One of the ultimate goals of medical science is to develop personalized diagnoses and treatments for disease. With a patient’s genetic information, doctors could tailor treatments to individuals, leading to safer and more effective care.
Recent work by a team of Northwestern Engineering researchers has brought the field one step closer to realizing that future.
Led by the teacher Horace Espinosa, the research team has developed a new version of its Nanofountain Probe Electroporation (NFP-E), a tool used to deliver molecules into individual cells using electricity. The improved method leverages artificial intelligence (AI) to perform cell engineering tasks such as locating cell nuclei and detecting probes. Other processes such as probe movement, probe-cell contact detection, and electroporation delivery of foreign cargo into individual cells are also automated, minimizing user intervention.
“NFP-E can handle small starting samples without any significant cell loss throughout the protocol,” said Espinosa, James N., and Nancy J. Farley, Professor of Manufacturing and Entrepreneurship at the McCormick School of Engineering and corresponding author of the study. “This is an advantage over other cell engineering methods such as bulk electroporation, which require millions of cells and result in significant cell loss. Automated NFP-E, combined with its ability to target and to selectively manipulate individual cells into microarrays, can be useful in basic research, such as deciphering intracellular dynamics and cell-to-cell communication studies as well as biological applications such as cell line generation.
Espinosa and graduate students Prithvijit Mukherjee, Cesar A. Patino, and Nibir Pathak reported their work in the paper “Deep Learning Assisted Automated Single Cell Electroporation Platform for Effective Genetic Manipulation of Hard-to-Transfect Cells” published March 21 in Small.
“Genetic manipulation of human induced pluripotent stem cells (hiPSCs) by introducing exogenous cargo has a wide range of applications in disease diagnosis, therapeutic discovery and regenerative medicine,” said Mukherjee, a PhD student from the Espinosa group who joins the microfluidics group. at Illumina.
Probe-based microfluidic methods, such as NFP-E, use hollow nanopipettes or atomic force microscopy tips to deliver materials into cells.

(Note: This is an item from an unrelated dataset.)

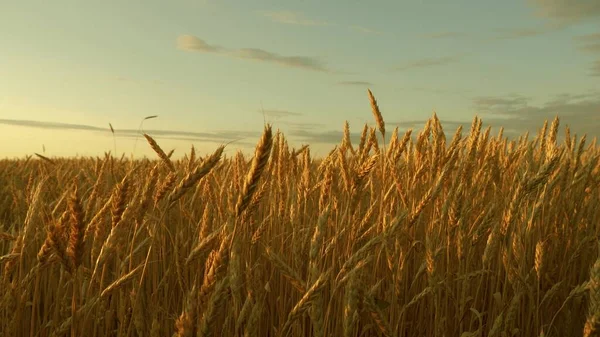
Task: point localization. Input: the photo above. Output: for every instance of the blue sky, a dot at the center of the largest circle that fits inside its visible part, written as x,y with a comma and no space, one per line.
209,69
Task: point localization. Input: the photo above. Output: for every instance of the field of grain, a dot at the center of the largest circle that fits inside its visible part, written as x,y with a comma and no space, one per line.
400,235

NFP-E also allows researchers to selectively manipulate cells of interest, work with very small starting samples, and deliver both proteins and plasmids in a variety of animal and human cell types with control of Dosage.
“The challenge with probe methods, however, is that they require manual operation and produce low throughputs, which makes them unsuitable for common cell engineering workflows,” said Patino, a PhD student in the Espinosa group. .

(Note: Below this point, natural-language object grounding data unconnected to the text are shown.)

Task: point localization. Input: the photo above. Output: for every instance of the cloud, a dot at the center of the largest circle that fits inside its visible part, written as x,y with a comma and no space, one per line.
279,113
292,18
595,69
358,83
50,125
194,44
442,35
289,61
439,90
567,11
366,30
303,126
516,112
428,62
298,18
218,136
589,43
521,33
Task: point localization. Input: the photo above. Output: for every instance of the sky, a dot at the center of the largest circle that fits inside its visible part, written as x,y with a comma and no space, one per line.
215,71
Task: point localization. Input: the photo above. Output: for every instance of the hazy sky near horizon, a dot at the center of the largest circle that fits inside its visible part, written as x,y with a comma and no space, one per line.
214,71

“Selectively manipulating cells at sufficient throughput is challenging,” Espinosa said. “Most methods either provide high throughput at the expense of single cell monitoring or sacrifice throughput for single cell selectivity and monitoring.”
This new work changes that.
The research team’s automated NFP-E enables selective cell engineering at higher throughputs than manual probe-based methods while reducing experimental variability and enabling more efficient engineering of hiPSCs. Using the automated NFP-E platform, Espinosa and colleagues delivered regularly spaced short palindromic repeats (CRISPR) RNPs to hiPSCs for efficient gene knockout in a variety of culture formats: culture plates, micro-patterns and arrays of microwells. Automated cell engineering in microarrays using NFP-E has potential applications such as the generation of isogenic cell lines from single cells and the study of dynamic cellular processes such as intracellular signaling cascades and cell communication. -cell.
Espinosa and his team will then work to automate the entire NFP-E workflow, which includes steps such as automated cell imaging, cell tracking, probe switching, and media exchange for culture. cellular.
“The idea is to establish a fully automated cell line generation workflow using the combination of NFP-E and microwell arrays,” Espinosa said. “AI can be further trained to recognize and target specific cell types in multi-cell co-cultures. This can be useful for understanding dynamics such as disease progression or cell communication.
The research was supported by two NIH grants, award numbers 1R43GM128500-01 and 1R21GM132709-01.
The title of the article
Deep Learning-Assisted Automated Single-Cell Electroporation Platform for Efficient Genetic Manipulation of Difficult-to-Transfect Cells
Publication date of articles
March 21, 2022
Warning: AAAS and EurekAlert! are not responsible for the accuracy of press releases posted on EurekAlert! by contributing institutions or for the use of any information through the EurekAlert system.